I cannot fault any woman who is going through the pain that you women are...Yet I would be neglect in not posting my message to any woman who may be reading this...My message would be, please, stay sexual with your husband...Even if you are tired, so is he...This is the glue that holds so many marriages together...I am going to repost the post that I entered under our 51 year marriage post...You see I took it off...Sometimes you wonder if your words are old hat around here and if you are needed....This is part of my Achilles Heel in life...

When I married my husband I made one vow...I knew that we would have children...Yet, seeing what a terrible marriage both my and his parents had, I swore that even after the children came, that I would always make him think that I loved him more than anyone...I have done this all my life...He still thinks that he is my favorite...He wasn't then, but he is now...Sex is not always fun...It is an infringement on our body that we don't always welcome...However, by denying this to a man he may look for it somewhere else...And believe me, he will find it...

Please take this post for the love that I write it to women...And to the OP, I'm afraid that you may have already let him go...This happened when he began his counseling by himself....

Caroline


----------



## QuitaBee (Aug 11, 2009)

The worse thing a person can do is try to pressure a person to chnage their mind. If he deos decide to stay he wont be doing it because he loves you he'll be doing it because he feels obligated. You want a marriage of love not convenience...well I would hope so. Staying together for the kids is not enough. Why would you want ot be with someone who is disconnected from you?? It's going to be hard but you dont HAVE to stop loving him to get over him. That's not good either you'll probably always love him, don't try to hate him thats even more taxing on your emotions. YOU set boundaries and stick to them, and believe what his mouth says not what you think his heart is saying.


----------



## Corpuswife (Apr 24, 2009)

Disconnecting is a process. It's not like unplugging a TV!

Part of disconnecting is giving space and working on things for yourself and your children.

Don't give into his negative comments or try to convince him.

This is difficult and will take time on your part. You will mess up and want to connect again and that's ok. Give yourself a break. 

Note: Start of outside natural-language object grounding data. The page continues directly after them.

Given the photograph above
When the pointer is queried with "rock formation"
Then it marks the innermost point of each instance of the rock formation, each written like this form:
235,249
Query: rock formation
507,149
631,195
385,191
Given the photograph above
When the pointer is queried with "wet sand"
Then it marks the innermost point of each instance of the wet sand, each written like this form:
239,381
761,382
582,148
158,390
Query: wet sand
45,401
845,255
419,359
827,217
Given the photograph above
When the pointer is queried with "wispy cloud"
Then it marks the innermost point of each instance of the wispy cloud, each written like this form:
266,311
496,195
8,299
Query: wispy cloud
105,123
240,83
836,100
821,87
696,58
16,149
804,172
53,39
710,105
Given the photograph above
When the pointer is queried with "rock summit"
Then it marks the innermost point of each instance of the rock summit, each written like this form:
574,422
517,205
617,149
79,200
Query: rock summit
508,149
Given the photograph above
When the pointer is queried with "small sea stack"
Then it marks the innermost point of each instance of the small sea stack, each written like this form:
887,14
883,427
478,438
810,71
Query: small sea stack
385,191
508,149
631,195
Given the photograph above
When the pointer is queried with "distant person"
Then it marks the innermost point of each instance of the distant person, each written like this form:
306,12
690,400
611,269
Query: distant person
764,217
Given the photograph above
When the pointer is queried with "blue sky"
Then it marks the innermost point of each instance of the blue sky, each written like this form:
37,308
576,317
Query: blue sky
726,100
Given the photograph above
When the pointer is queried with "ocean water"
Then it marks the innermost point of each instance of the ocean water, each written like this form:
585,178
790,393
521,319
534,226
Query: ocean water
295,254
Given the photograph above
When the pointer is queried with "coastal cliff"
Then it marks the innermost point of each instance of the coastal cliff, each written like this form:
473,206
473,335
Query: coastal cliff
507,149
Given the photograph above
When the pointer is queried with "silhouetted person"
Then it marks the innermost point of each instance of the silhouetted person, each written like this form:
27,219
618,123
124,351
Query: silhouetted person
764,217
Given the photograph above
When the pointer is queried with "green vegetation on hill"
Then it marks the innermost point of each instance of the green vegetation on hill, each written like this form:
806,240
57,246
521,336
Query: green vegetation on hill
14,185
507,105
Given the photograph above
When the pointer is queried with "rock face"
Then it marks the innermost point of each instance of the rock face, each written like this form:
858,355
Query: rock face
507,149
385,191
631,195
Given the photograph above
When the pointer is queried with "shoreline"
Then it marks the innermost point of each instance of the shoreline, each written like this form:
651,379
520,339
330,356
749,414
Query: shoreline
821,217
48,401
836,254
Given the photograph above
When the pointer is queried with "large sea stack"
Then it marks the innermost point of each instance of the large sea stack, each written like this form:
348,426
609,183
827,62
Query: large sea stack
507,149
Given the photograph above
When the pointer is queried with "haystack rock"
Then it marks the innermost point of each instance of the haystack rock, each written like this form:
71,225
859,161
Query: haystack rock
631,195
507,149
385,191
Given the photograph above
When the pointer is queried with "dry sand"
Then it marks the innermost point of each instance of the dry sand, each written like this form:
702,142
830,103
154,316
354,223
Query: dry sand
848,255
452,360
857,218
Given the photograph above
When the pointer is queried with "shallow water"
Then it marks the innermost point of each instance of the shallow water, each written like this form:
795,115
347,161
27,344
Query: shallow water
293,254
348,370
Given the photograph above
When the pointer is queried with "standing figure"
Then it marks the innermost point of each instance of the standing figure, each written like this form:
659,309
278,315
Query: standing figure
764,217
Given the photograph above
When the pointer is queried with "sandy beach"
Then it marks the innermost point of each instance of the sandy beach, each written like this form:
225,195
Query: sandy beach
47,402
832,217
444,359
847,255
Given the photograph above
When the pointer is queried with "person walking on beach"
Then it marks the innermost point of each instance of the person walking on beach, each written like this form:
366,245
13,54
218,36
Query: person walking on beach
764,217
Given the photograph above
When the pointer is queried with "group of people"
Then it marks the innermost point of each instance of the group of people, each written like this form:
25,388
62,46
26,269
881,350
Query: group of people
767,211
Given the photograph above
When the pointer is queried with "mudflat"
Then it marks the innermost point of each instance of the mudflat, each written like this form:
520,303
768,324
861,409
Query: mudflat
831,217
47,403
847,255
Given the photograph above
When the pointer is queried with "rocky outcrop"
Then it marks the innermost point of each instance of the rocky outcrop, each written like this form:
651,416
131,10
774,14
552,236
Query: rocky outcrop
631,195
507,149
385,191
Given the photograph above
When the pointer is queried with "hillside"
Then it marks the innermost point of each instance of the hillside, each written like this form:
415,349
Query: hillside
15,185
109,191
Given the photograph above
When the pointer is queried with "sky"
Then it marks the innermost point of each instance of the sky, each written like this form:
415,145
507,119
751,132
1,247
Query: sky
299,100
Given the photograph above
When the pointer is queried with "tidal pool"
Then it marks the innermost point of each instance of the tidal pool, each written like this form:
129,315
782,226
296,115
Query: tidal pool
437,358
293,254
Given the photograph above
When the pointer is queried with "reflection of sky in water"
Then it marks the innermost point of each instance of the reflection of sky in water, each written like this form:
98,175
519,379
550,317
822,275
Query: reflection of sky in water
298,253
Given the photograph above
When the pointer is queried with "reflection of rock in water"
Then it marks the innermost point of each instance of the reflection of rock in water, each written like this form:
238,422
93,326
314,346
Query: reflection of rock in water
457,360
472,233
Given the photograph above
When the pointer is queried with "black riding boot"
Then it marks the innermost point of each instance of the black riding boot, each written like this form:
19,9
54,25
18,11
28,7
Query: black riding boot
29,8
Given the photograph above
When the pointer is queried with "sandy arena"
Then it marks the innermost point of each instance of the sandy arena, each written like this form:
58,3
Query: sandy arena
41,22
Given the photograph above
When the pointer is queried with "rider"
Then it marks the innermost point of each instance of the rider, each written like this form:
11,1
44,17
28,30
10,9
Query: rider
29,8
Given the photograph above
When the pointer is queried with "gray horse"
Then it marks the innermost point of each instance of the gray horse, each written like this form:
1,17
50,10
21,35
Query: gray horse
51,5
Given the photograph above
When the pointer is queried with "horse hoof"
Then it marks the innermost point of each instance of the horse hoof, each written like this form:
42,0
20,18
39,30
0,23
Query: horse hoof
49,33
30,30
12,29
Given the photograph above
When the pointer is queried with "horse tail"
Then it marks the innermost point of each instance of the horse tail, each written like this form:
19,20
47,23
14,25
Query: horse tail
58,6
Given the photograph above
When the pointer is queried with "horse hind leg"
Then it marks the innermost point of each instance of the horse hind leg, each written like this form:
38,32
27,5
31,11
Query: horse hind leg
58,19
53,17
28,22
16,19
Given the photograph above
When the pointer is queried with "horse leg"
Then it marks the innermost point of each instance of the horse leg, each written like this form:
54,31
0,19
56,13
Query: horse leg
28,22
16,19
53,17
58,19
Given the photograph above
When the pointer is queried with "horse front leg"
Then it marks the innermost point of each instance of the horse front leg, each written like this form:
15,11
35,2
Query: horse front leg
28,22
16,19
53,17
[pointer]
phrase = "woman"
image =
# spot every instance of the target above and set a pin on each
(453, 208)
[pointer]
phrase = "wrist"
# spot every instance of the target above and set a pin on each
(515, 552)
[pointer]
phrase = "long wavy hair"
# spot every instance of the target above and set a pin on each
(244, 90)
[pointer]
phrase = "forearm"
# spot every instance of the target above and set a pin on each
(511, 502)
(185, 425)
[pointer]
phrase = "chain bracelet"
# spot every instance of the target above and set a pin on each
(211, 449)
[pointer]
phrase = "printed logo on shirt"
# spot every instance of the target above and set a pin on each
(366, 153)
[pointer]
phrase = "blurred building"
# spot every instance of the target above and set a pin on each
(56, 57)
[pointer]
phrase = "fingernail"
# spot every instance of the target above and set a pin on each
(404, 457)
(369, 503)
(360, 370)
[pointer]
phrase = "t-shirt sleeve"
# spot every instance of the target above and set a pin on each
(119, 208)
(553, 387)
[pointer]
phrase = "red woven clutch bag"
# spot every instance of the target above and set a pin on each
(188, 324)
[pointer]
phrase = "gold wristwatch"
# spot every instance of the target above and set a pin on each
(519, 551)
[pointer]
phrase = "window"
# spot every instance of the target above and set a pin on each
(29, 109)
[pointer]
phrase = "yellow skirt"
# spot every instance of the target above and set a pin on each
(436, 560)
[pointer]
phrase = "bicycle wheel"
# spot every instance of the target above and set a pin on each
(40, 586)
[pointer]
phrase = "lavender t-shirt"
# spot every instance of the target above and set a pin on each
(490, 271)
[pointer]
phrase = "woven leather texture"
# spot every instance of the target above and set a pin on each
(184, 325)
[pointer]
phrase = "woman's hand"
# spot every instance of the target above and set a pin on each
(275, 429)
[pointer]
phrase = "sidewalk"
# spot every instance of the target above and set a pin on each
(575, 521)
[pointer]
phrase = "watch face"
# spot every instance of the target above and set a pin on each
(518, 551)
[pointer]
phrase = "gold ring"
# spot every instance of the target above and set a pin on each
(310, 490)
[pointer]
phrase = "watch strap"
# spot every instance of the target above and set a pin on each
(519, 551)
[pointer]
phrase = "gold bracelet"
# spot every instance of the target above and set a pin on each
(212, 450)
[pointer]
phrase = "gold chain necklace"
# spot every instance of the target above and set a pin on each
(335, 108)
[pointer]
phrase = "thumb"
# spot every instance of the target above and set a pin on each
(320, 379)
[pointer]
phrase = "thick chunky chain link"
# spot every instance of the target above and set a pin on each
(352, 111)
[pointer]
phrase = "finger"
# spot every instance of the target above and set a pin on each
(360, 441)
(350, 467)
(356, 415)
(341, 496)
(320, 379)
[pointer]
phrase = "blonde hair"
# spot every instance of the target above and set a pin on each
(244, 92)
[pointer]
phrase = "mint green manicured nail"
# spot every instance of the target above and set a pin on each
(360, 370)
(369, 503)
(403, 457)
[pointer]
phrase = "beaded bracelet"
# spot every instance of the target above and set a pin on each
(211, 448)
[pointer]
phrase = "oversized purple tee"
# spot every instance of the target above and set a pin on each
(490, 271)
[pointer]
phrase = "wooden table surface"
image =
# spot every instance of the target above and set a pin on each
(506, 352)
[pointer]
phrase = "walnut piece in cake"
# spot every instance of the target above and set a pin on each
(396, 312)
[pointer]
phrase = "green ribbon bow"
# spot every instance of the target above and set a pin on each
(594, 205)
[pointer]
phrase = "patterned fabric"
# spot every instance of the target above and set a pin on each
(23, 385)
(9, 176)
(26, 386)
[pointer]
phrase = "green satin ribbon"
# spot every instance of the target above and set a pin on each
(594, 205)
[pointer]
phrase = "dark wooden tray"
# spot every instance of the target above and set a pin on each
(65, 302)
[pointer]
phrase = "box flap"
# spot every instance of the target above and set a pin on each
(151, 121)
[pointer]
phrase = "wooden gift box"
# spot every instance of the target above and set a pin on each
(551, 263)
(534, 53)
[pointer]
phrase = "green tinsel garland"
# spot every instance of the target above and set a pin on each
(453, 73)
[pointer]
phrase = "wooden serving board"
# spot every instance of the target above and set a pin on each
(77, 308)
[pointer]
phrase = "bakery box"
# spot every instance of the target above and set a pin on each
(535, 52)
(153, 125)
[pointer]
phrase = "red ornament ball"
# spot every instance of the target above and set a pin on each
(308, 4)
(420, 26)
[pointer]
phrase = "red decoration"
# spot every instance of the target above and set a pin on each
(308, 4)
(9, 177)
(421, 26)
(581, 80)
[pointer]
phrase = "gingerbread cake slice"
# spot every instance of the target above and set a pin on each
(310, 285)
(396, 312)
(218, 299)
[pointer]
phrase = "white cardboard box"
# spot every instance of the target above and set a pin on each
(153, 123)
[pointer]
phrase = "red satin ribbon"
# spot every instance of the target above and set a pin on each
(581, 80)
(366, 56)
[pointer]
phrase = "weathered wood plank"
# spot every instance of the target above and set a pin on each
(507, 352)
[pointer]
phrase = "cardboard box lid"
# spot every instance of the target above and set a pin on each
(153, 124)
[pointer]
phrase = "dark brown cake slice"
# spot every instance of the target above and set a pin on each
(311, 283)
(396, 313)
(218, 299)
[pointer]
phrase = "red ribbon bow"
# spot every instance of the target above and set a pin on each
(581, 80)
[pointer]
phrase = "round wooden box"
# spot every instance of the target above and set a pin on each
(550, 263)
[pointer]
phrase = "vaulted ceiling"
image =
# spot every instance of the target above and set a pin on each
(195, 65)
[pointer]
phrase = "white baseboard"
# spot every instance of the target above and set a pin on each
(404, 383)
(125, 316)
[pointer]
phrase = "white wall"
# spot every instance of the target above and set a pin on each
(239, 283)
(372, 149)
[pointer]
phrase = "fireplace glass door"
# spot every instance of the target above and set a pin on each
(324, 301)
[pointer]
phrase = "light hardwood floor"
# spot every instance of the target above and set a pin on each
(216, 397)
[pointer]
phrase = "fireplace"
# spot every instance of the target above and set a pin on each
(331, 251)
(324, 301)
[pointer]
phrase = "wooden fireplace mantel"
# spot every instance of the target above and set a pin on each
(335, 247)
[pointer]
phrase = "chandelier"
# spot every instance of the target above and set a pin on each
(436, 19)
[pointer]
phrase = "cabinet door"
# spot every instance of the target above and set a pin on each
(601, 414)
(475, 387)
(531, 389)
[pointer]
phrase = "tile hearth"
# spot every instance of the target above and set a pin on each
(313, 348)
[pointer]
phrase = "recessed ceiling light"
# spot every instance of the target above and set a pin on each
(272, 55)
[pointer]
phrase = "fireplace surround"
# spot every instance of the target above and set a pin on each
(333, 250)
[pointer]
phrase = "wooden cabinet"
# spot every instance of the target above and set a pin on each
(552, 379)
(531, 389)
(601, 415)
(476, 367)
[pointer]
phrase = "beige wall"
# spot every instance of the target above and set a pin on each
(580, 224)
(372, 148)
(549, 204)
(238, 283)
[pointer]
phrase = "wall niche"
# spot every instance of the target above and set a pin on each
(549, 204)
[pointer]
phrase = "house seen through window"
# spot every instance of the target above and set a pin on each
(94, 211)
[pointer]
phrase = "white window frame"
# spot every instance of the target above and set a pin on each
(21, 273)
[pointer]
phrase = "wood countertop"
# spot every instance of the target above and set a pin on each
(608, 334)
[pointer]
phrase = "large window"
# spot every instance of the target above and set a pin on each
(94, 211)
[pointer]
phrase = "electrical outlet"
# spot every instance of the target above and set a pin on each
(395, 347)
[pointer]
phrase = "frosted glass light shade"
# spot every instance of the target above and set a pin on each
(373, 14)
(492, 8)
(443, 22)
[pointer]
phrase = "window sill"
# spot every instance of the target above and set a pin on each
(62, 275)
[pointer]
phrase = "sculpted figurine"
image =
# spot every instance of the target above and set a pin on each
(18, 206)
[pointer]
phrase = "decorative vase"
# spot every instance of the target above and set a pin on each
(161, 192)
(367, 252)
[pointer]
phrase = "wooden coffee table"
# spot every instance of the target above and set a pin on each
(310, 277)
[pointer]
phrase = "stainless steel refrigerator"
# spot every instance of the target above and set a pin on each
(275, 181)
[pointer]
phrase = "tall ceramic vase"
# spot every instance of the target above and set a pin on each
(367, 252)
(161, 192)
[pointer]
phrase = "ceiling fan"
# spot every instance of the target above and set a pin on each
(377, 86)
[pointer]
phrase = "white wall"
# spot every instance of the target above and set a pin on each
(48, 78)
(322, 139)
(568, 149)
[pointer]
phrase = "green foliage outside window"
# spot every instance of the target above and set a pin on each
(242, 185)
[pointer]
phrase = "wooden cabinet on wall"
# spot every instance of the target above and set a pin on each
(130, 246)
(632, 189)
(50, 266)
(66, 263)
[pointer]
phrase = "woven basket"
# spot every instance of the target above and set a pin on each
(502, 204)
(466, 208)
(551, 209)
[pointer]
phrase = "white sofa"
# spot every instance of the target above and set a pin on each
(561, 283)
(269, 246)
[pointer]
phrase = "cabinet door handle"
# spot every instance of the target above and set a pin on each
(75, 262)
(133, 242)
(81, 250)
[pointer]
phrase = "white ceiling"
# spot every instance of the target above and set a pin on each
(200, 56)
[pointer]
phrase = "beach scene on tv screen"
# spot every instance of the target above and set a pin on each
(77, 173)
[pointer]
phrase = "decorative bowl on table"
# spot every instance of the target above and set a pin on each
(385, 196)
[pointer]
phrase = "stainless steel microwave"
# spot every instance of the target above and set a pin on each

Control the things that you can....


----------



## indistressed (Sep 14, 2009)

Thank you all again for reaching out! It is so true what CarolineMRF says, SEX is the glue that holds the marraige. As mush as it might not always be enjoyable it is tru. I learned this a couple of years too late. But it just so unfair because I need emotional connection in order to open my legs and he has not provided that to me but yet here I am feeling at fault of our failure because I did not give him what he needed the most, just so unfair. I dont hate my H, and dont want to go down the route, hating will only poison me cause he will keep on going and continuing his life. Also my kids, unfortunately, they are in the middle of al this and the least I can do is get along with their dad, for there sake. I know that I am the only one that can decide and I know I must let him go, as much as that hurts. I know I deserve someone that loves me and cares for me, I just wish that this person would be the one a took my vows with. As much as I am preparing myself for the worst I am scared, frustrated and confussed. I just cant understand how he could just be so disconnected from our past, from our hard moments and our very good ones too, this is what kills me that as much I want to remember the bad so I dont hurt that much but all that comes to mind are the good times. I hate this, I hate it!


----------



## dobo (Jun 30, 2009)

Seems to me that you need to take this bull by the horns and see a lawyer. Don't leave your fate up to him to decide.


----------



## indistressed (Sep 14, 2009)

Today is not a good day, I'm feeling lonely, sad with a heavy heart and in need of comfort, in need of my mans comfort. Not very positive attitude towards my situation. Some days are as clear as water that this separation is happening and that is ok and that the kids and I will be ok. But then are these days were I just want to find a way to convince him and making see that we can work it out that we are worth it that our family is worth it and I am just crumbling. From our org conversation when he decided to move out he either would be out by 9/15 or 10/01, and I know he has been lOoking but nothing, he is still home. Today he gets up as he going to work but dresses down, I ask if he is working he says "no" I ask why r u going in so early he says "I'm looking at places" and cont what his doing I don't say a word. Get ready for school, drop the kids & drop him to take public trans. As I am driving home get a txt saying "I'm visiting potential living places 2day, hopefully if I get to them (lists places) that is my day". Now he usually does not tell me where his going or what his doing, and I don't ask cause I feel that I need to disconnect myself from him so that I don't hurt so much; so this txt 2day is like what the heck why are u letting me know where ur looking to live? Why confuse me more? I try not to take his words, actions or anything of his to heart cause I am trying to rip him from my heart, what I mean is to stop loving him as what he was my husband, I think and feel that he is no longer mine since his last anouncement that he was leaving!I know I have to let him go but so much scares me our economic situation is a big one, how does he pretend to move out when we r struggling with current bills? The pain and the hurt that my kids will endure is another big concern. I pray for the best of situation, I pray for guidance, I pray for strength and pray that this episode of my life moves as fast as possible and to be happy with my kids and be free of this weight in my heart.
_Posted via Mobile Device_


----------



## MBuck26 (Sep 13, 2009)

Well I gotta extra rooms in my place if you need somewere to go .I went throught the same thing before ..How cute are you ? do you swing ?? lmao..J/k


----------